Electron goes beyond the abilities of other programmatic browser solutions: PhantomJS, SlimerJS, or Selenium. This is because Electron is more than just a headless browser or automation framework. PhantomJS (and by extension SlimerJS), run headlessly only preventing most debugging and because they have their own JavaScript engines, they are not 100% compatible with node and npm. Selenium, used for automating other browsers, can be a bit of a pain to set up because it requires setting up a central server and separately installing a browser you would like to scrape with. On the other hand, Electron can do all the above and more which makes it much easier to setup, run, and debug as you start to create your scraper.

Applications of Electron

Considering the flexibility of Electron and all the features it provides, it is poised to be used in a variety of development, testing, and data collection situations. As far as development goes, Electron provides all the features that Chrome does with its DevTools, making it easy to inspect, run arbitrary JavaScript, and put debugger statements. Testing can easily be done on websites that may have issues with bugs in browsers, but work perfectly in a different environment. These tests can easily be hooked up to a continuous integration server too. Data collection, the real reason we are all here, can be done on any type of website, including those with logins, using a familiar API with DevTools for inspection, and optionally run headlessly for automation. What more could one want?

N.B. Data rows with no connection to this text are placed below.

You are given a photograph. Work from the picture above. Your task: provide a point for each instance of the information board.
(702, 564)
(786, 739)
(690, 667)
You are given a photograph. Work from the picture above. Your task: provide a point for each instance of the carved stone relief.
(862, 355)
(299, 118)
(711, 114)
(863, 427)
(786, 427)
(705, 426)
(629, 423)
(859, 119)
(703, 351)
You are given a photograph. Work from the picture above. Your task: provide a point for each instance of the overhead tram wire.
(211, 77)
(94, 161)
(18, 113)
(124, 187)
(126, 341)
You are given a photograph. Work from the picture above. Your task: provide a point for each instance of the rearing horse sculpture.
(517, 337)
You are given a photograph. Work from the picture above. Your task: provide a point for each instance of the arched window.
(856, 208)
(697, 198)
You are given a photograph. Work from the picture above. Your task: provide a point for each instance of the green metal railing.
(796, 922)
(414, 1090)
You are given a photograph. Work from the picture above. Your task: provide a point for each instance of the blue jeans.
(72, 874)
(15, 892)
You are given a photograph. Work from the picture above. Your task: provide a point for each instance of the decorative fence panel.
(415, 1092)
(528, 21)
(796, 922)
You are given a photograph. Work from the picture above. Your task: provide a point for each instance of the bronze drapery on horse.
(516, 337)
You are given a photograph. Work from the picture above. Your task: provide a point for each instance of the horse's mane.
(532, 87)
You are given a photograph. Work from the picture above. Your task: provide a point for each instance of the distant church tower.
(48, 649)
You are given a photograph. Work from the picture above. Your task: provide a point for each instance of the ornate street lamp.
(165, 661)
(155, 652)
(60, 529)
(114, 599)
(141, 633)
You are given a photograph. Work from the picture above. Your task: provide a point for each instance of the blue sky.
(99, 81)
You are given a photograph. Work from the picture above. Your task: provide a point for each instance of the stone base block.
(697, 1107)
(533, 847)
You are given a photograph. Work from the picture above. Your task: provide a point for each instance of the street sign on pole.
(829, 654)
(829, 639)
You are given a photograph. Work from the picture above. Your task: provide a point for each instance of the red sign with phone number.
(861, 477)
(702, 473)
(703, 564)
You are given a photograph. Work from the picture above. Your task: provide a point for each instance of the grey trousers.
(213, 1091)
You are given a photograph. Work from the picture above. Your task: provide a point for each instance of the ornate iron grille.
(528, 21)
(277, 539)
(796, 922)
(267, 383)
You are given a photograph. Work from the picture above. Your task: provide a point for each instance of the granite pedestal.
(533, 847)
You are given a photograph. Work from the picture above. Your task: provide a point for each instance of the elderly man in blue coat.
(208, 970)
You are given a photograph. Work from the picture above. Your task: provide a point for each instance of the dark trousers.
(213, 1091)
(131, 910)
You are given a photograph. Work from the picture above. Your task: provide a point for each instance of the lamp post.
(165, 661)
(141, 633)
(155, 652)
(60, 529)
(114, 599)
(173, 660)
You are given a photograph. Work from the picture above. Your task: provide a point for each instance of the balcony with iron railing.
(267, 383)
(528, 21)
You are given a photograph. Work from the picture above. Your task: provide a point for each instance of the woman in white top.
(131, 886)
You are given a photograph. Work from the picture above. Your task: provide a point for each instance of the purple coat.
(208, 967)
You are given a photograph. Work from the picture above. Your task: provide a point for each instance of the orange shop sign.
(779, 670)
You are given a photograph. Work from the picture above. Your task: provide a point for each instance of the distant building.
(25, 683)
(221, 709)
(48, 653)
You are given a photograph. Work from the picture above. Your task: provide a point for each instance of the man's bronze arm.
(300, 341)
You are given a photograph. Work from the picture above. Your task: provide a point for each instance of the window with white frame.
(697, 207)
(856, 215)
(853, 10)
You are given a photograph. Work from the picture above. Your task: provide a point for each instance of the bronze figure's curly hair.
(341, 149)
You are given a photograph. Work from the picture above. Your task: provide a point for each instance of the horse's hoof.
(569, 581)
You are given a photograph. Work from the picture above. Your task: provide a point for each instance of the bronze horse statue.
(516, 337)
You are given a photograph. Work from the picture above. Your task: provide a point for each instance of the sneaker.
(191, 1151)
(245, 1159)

How to Scrape with Electron

Because of Electron's ability to integrate with Node, there are many different npm modules at your disposal. This takes doing most of the leg work of automating the web scraping process and makes development a breeze. My personal favorite, nightmare, has never let me down. I have used it for tons of different projects from collecting info and automating OAuth processes to grabbing console errors, and also taking screenshots for visual inspection of entire websites and services.

Packt's blog actually gives a perfect situation to use a web scraper. On the blog page, you will find a small single-page application that dynamically loads different blog posts using JavaScript. Using Electron, let's collect the latest blog posts so that we can use that information elsewhere.

Full disclosure, Packt's Blog server-side renders the first page and could possibly be scraped using traditional methods. This won't be the case for all single-page applications.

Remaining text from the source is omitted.